Juno Therapeutics Inc. (NASDAQ: JUNO) saw its shares hit a new 52-week low in Wednesday’s session after the company announced a clinical hold on its JCAR015 trial. The company announced that it has voluntarily placed on hold the Phase 2 clinical trial in adult patients with relapsed or refractory B cell acute lymphoblastic leukemia, known as the “ROCKET” trial.
The clinical hold was initiated after two patients suffered cerebral edema earlier this week. One patient died and, as of last night, the other is not expected to recover.
Juno has notified the U.S. Food & Drug Administration (FDA) of the voluntary hold and is working with the agency and the Data and Safety Monitoring Board to determine next steps.
Currently, the company is assessing data from the cases and the trial, as well as evaluating its options regarding the JCAR015 program.
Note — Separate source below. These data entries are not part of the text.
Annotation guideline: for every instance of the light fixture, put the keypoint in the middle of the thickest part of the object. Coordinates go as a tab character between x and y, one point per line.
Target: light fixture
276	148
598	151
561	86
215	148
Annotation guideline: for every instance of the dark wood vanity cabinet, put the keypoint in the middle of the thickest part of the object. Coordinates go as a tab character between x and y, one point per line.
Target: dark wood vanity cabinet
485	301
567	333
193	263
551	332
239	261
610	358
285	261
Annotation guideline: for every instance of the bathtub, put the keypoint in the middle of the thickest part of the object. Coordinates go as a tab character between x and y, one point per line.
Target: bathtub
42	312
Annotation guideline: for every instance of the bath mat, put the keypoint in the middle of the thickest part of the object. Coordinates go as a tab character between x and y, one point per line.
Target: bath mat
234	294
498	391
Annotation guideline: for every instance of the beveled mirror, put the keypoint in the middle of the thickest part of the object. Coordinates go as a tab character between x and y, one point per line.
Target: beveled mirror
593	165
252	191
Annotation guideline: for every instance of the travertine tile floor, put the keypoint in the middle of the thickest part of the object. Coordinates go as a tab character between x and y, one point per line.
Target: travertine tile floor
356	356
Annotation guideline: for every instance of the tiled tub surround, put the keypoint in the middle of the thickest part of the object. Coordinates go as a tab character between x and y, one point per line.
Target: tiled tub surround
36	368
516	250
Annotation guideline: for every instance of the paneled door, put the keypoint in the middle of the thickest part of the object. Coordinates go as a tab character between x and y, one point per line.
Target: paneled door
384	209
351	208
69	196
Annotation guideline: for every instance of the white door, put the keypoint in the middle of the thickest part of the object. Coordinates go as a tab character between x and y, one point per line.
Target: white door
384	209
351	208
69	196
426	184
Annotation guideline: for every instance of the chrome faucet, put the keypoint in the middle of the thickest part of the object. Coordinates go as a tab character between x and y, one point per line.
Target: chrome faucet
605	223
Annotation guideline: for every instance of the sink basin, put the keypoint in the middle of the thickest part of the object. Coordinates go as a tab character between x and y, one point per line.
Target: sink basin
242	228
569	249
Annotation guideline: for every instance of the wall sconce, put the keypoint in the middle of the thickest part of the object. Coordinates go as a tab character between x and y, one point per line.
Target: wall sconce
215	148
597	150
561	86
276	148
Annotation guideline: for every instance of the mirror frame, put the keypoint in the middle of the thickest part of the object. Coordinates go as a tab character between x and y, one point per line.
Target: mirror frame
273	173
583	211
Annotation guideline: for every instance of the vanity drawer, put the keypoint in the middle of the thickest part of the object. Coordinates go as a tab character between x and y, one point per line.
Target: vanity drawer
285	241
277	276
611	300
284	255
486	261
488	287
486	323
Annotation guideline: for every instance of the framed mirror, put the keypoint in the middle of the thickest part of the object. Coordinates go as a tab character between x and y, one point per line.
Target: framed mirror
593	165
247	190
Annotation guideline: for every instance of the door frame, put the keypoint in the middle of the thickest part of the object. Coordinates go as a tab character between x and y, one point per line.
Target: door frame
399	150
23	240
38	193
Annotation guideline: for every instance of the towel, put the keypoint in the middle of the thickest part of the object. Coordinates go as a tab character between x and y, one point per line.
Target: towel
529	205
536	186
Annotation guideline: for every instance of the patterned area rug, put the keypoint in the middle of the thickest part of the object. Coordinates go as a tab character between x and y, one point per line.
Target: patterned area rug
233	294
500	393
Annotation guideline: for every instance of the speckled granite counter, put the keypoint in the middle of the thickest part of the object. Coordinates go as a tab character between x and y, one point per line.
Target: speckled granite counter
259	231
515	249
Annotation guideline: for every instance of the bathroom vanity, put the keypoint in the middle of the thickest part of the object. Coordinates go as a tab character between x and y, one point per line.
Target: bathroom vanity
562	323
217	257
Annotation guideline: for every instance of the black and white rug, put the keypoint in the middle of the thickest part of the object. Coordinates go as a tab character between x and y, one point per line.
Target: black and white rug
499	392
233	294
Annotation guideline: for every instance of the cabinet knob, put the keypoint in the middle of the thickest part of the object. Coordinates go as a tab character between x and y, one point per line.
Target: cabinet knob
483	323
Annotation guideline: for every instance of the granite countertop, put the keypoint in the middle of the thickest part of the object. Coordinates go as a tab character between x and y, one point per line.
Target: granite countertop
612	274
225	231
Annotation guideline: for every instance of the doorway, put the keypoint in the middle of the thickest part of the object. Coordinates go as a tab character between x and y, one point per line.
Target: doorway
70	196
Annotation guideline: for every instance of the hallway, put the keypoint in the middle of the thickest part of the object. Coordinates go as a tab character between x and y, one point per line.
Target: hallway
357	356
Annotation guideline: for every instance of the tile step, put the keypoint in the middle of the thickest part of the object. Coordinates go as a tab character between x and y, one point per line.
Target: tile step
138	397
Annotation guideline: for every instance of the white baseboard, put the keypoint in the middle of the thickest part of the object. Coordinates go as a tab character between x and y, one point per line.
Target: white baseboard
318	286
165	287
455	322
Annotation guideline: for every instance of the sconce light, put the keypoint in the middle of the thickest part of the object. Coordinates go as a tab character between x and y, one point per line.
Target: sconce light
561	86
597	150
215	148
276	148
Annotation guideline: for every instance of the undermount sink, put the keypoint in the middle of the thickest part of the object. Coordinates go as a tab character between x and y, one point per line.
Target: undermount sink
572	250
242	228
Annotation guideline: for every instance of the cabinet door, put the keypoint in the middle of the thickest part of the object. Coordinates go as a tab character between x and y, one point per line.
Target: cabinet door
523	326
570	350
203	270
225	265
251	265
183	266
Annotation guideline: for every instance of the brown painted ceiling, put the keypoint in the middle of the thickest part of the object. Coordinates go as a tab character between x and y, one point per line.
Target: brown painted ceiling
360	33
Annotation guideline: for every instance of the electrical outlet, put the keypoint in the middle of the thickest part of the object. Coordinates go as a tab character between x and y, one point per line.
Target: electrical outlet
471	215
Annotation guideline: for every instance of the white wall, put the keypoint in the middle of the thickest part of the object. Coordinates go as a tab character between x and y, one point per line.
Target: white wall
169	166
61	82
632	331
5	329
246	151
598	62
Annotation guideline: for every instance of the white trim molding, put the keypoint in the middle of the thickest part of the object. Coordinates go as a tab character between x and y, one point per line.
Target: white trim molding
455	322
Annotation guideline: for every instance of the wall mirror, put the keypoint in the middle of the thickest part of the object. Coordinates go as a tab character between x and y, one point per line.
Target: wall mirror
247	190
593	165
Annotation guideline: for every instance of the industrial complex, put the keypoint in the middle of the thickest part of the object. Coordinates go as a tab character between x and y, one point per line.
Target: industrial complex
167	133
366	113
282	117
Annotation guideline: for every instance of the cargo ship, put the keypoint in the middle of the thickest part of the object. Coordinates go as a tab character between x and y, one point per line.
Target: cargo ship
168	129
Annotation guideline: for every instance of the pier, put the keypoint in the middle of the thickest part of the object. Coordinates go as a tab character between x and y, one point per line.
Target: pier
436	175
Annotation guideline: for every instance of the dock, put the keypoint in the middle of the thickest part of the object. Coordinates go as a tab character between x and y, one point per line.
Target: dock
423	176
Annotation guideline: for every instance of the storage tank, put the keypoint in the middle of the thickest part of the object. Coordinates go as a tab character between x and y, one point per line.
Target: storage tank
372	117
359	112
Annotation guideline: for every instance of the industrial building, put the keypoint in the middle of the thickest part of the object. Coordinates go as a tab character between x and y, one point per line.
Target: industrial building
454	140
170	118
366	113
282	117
For some background, Juno is building a fully integrated biopharmaceutical company focused on re-engaging the body’s immune system to revolutionize the treatment of cancer. The company is developing cell-based cancer immunotherapies based on chimeric antigen receptor and high-affinity T cell receptor technologies to genetically engineer T cells to recognize and kill cancer.
Excluding Wednesday’s move, Juno has vastly underperformed the broad markets with the stock down 32% year to date. Over the past 52-weeks the stock is actually down 45%.
Shares of Juno were last trading down over 26% at $22.00, with a consensus analyst price target of $44.27 and a 52-week trading range of $19.41 to $57.82.